Digital, successful and happy? Tips for the new world of work
More freedom and flexibility: is digitalisation making the world of work easier and better? In reality, the new opportunities come at a price.
Relaxing chairs, slides and table football: we all know the pictures of the various Google offices where employees meet, relax and inspire each other. As head of HR, Caroline Knöri helped shape the working conditions at Google for seven years. She knows that despite all the freedoms, which are due in no small part to digitalisation, it's the results that ultimately count. For example, the company expected weekly progress reports from her and her colleagues, and her own performance as a leader was assessed semi-annually by her team.
The tech giant Google is no longer alone in offering very flexible working conditions; at least since the corona lockdown in 2020, the option of working from home has become a reality in most areas. Does this mean the employer loses control and has to place unlimited trust in employees without any guarantees? Caroline Knöri, who is now Head of HR at the investment group Vontobel, differentiates: "Since the financial crisis of 2008 at the latest, we have begun to rethink the word 'trust' in the world of work. The basic requirement is to believe in the good in people. At the same time, it's still important to send strong signals, always stay vigilant and ask questions. This provides a framework within which trust and cooperation can work."
"That all sounds very well," says Laurenz Meier, Professor of Work and Organizational Psychology at the University of Neuchâtel, "but often the rules of the game are not so clear to employees. They wonder: if I work from home, do I have to answer emails even at ten o'clock in the evening? Do flexible working hours mean that I have to be available all the time? Am I entering a grey area if I run the washing machine while I’m working?". If such issues are not clearly regulated, Meier says, the task of finding a balance between the company's interests and individual needs is simply passed on to the employees. As a consequence, Meier has observed in his research, they feel as if they were in a grey area in which the roles are blurred.

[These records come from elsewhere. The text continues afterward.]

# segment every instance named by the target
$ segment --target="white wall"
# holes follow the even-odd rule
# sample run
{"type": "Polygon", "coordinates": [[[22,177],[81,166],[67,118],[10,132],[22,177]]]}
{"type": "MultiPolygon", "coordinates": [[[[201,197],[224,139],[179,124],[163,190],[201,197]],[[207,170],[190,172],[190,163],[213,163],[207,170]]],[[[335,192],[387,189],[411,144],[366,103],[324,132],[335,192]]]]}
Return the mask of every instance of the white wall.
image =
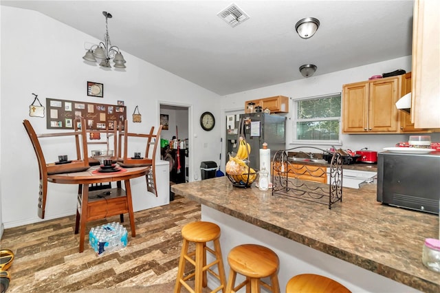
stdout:
{"type": "MultiPolygon", "coordinates": [[[[22,122],[28,119],[37,133],[53,131],[46,129],[45,118],[29,117],[32,93],[38,94],[43,104],[46,98],[105,104],[122,100],[127,107],[129,129],[133,132],[159,124],[160,102],[178,101],[190,105],[195,122],[188,129],[192,139],[190,151],[194,154],[190,168],[198,172],[200,178],[200,162],[212,159],[210,149],[217,149],[220,131],[216,127],[213,131],[204,131],[198,120],[205,111],[219,116],[218,95],[124,52],[127,61],[124,72],[104,71],[85,64],[84,43],[98,40],[32,10],[2,6],[1,13],[0,194],[1,219],[6,228],[41,221],[37,217],[36,158],[22,122]],[[87,80],[104,84],[103,98],[87,96],[87,80]],[[142,123],[131,122],[136,105],[142,114],[142,123]]],[[[123,44],[118,45],[124,50],[123,44]]],[[[44,146],[48,149],[49,162],[56,160],[61,153],[73,156],[74,151],[67,142],[44,146]]],[[[45,219],[75,213],[74,186],[49,183],[48,189],[45,219]]]]}
{"type": "MultiPolygon", "coordinates": [[[[410,72],[411,56],[399,58],[324,75],[318,75],[319,65],[318,65],[316,75],[308,78],[225,96],[221,100],[222,109],[224,113],[230,109],[234,110],[239,107],[243,107],[246,100],[278,95],[298,98],[341,92],[342,85],[367,80],[371,76],[390,72],[397,69],[403,69],[407,72],[410,72]]],[[[293,122],[291,119],[292,117],[292,100],[289,102],[290,113],[285,114],[287,117],[286,149],[299,146],[289,143],[292,140],[293,132],[293,122]]],[[[428,135],[431,135],[432,141],[440,141],[440,133],[429,133],[428,135]]],[[[408,141],[409,135],[410,134],[342,134],[342,144],[338,146],[342,149],[349,149],[352,151],[368,147],[368,149],[380,151],[382,151],[384,147],[394,146],[397,142],[408,141]]],[[[323,149],[329,147],[328,145],[316,146],[323,149]]]]}

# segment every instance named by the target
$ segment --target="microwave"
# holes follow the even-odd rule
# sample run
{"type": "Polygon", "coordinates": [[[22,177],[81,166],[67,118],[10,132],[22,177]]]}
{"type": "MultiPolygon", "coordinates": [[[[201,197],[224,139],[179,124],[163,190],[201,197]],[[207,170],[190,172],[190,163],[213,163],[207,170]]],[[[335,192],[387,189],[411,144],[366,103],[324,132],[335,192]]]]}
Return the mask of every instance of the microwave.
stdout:
{"type": "Polygon", "coordinates": [[[440,151],[377,155],[377,202],[439,214],[440,151]]]}

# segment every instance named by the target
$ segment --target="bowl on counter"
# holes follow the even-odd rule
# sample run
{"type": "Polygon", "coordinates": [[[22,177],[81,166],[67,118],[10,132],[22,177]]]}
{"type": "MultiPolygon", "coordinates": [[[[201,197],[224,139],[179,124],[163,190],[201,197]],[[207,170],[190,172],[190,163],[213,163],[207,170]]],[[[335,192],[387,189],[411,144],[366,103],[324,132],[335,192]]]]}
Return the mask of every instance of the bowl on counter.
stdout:
{"type": "Polygon", "coordinates": [[[100,165],[104,165],[104,161],[111,160],[114,151],[112,149],[95,149],[91,151],[91,156],[98,160],[100,165]]]}
{"type": "Polygon", "coordinates": [[[430,135],[410,135],[408,143],[410,147],[430,149],[431,147],[431,137],[430,135]]]}

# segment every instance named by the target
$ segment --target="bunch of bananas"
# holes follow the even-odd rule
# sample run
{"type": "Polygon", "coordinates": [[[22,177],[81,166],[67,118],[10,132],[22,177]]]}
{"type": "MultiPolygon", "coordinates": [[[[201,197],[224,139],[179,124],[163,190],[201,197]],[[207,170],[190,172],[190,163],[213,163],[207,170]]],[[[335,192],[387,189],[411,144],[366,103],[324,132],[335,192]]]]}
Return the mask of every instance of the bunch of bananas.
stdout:
{"type": "Polygon", "coordinates": [[[250,153],[250,145],[241,137],[236,155],[234,157],[230,155],[229,162],[226,164],[226,173],[237,183],[250,184],[256,179],[255,170],[250,168],[244,162],[250,153]]]}
{"type": "Polygon", "coordinates": [[[239,160],[246,160],[250,153],[250,144],[246,142],[245,139],[241,136],[240,136],[239,140],[239,149],[236,151],[236,155],[235,158],[239,160]]]}

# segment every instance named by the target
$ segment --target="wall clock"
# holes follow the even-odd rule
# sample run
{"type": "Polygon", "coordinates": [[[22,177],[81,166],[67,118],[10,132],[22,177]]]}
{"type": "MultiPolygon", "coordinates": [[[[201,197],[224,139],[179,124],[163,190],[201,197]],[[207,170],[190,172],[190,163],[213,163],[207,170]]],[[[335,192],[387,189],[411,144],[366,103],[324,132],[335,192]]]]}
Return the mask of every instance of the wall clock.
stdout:
{"type": "Polygon", "coordinates": [[[212,130],[215,125],[215,118],[211,112],[204,112],[200,116],[200,126],[204,130],[209,131],[212,130]]]}

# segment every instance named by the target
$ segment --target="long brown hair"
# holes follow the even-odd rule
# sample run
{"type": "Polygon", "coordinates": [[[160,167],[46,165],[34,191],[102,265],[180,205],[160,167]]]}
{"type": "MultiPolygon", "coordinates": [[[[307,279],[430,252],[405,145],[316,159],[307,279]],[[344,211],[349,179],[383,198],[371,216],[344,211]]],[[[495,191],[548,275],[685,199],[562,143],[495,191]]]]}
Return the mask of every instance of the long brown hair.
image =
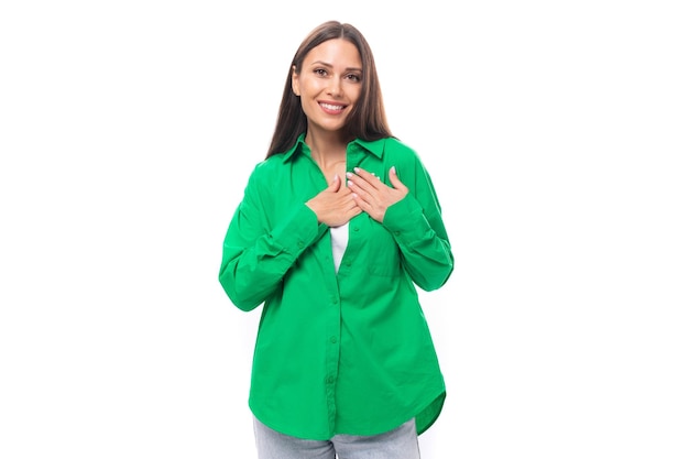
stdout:
{"type": "Polygon", "coordinates": [[[387,127],[383,95],[381,91],[373,53],[364,36],[351,24],[328,21],[318,25],[302,42],[289,65],[283,90],[273,140],[265,157],[287,151],[297,138],[306,132],[306,114],[302,101],[292,91],[292,72],[302,72],[304,58],[314,47],[333,39],[344,39],[359,50],[363,66],[361,96],[347,119],[348,134],[367,141],[392,136],[387,127]]]}

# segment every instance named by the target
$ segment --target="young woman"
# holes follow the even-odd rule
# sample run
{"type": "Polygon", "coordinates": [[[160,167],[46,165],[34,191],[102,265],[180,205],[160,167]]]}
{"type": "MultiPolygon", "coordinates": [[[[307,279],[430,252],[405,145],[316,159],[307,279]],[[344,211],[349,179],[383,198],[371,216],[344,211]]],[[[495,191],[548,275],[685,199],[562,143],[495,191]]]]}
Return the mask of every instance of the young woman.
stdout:
{"type": "Polygon", "coordinates": [[[260,459],[419,457],[446,389],[416,288],[453,269],[431,179],[392,135],[373,55],[336,21],[287,74],[219,281],[262,305],[249,405],[260,459]]]}

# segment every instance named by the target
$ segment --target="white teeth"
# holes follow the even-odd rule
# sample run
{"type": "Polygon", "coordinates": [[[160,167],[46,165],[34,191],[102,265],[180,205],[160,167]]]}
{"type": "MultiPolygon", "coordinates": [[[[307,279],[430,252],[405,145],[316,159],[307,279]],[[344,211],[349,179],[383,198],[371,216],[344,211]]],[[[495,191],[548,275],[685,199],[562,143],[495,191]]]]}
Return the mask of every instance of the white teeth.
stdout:
{"type": "Polygon", "coordinates": [[[320,106],[322,108],[328,109],[328,110],[342,110],[342,109],[344,109],[344,106],[331,106],[330,103],[321,103],[320,106]]]}

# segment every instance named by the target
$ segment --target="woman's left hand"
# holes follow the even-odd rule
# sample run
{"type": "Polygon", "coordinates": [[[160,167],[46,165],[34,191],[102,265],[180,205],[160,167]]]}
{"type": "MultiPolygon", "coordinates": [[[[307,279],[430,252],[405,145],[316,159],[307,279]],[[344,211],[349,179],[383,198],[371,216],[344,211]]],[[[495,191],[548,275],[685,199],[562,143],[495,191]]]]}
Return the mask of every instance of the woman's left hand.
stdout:
{"type": "Polygon", "coordinates": [[[390,168],[387,176],[392,187],[361,167],[354,167],[353,173],[347,173],[347,186],[351,189],[357,205],[381,223],[387,208],[401,201],[409,190],[397,177],[394,166],[390,168]]]}

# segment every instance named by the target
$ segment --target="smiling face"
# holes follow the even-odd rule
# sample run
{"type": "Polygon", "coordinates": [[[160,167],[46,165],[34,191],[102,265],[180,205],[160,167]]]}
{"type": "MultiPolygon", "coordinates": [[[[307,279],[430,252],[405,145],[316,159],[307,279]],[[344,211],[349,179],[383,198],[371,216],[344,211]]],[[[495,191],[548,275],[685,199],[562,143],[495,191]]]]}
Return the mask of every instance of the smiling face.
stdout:
{"type": "Polygon", "coordinates": [[[292,74],[292,90],[302,98],[308,129],[340,131],[361,95],[363,69],[357,46],[328,40],[308,52],[302,72],[292,74]]]}

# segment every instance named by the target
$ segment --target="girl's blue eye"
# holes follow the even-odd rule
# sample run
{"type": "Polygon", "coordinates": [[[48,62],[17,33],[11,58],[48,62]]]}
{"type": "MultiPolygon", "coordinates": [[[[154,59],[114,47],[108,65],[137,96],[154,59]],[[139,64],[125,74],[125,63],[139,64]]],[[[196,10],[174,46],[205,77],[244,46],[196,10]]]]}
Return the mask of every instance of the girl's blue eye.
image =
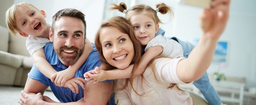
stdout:
{"type": "Polygon", "coordinates": [[[110,44],[110,43],[108,43],[108,44],[106,44],[106,45],[105,45],[105,46],[106,46],[106,47],[110,47],[110,46],[111,46],[111,45],[111,45],[111,44],[110,44]]]}
{"type": "Polygon", "coordinates": [[[125,41],[125,40],[125,40],[125,39],[121,39],[121,40],[120,40],[120,43],[122,43],[122,42],[123,42],[125,41]]]}
{"type": "Polygon", "coordinates": [[[26,24],[26,21],[25,21],[23,22],[23,23],[22,23],[22,26],[25,25],[26,24]]]}
{"type": "Polygon", "coordinates": [[[151,26],[151,25],[150,24],[147,24],[146,25],[146,27],[149,27],[150,26],[151,26]]]}
{"type": "Polygon", "coordinates": [[[134,28],[134,29],[138,29],[138,28],[139,28],[139,26],[134,26],[134,27],[133,27],[133,28],[134,28]]]}
{"type": "Polygon", "coordinates": [[[31,16],[32,16],[34,15],[34,14],[35,14],[35,12],[32,13],[31,13],[31,16]]]}

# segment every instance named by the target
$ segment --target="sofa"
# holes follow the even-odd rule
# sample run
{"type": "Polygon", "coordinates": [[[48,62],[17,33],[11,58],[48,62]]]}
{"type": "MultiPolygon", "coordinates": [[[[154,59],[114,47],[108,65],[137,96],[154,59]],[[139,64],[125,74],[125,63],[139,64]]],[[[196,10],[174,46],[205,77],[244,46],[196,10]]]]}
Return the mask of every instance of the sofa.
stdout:
{"type": "Polygon", "coordinates": [[[26,38],[15,37],[0,26],[0,85],[24,87],[33,59],[26,48],[26,38]]]}

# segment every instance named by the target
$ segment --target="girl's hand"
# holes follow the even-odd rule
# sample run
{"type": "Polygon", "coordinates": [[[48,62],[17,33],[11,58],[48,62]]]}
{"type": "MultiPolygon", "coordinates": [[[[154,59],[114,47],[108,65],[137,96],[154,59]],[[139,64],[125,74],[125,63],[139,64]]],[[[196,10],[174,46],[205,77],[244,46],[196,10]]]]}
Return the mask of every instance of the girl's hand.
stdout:
{"type": "Polygon", "coordinates": [[[82,78],[74,78],[68,80],[64,84],[64,87],[68,88],[73,93],[78,94],[79,91],[78,85],[77,84],[79,84],[83,89],[84,89],[85,85],[84,84],[86,83],[86,81],[82,78]]]}
{"type": "Polygon", "coordinates": [[[54,82],[56,86],[63,87],[67,81],[75,76],[75,72],[72,72],[69,68],[53,74],[51,76],[51,82],[54,82]]]}
{"type": "Polygon", "coordinates": [[[210,9],[205,9],[200,15],[203,34],[218,40],[225,29],[229,16],[230,0],[214,0],[210,9]]]}

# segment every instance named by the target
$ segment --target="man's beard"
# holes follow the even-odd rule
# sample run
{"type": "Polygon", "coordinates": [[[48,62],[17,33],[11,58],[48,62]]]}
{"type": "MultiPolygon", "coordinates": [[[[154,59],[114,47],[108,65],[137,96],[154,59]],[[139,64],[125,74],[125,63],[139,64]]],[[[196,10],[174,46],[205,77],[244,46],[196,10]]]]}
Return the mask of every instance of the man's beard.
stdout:
{"type": "Polygon", "coordinates": [[[54,48],[54,49],[59,59],[63,64],[66,65],[71,65],[74,64],[78,60],[83,53],[84,48],[83,47],[82,49],[79,49],[78,48],[74,46],[69,48],[64,46],[61,47],[59,49],[55,48],[54,48]],[[74,50],[74,51],[73,53],[75,54],[72,56],[64,56],[62,53],[67,52],[65,52],[64,50],[74,50]],[[64,52],[62,52],[63,51],[64,52]]]}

It's all a question of communication, Knöri counters. And admits that digitalisation and widespread working-from-home have increased the need for communication enormously. "Other than that, I'm not sure if companies expect more from their employees today than they used to," Knöri says, "but our understanding of successful collaboration has certainly changed." The formula "I give you my time, you give me money in return" no longer applies. Because employees don't see themselves as "passengers" in the company; instead they want to be involved and challenged and to see development opportunities for themselves.
Employees in management positions are increasingly becoming the focus of both HR departments and academic researchers. On this the HR manager and the researcher agree: leaders at all levels play a key role in today's workplace. In addition to their actual job, they also ensure that the needs of the company and those of the employees are met. At the same time, they need to motivate and inspire their teams, because ultimately it's performance that counts for companies.
After a sometimes difficult start to the research phase due to the pandemic, practically all projects have picked up speed and in many cases have even produced their first interim results. This was the time to bring together for the first time research and practice, to whom the results of a National Research Programme are addressed. At the first programme meeting, personalities from the circle of stakeholders formulated their theses, questions and expectations of NRP 77. Researchers reflected and countered. All in all, it was a day of intensive exchange.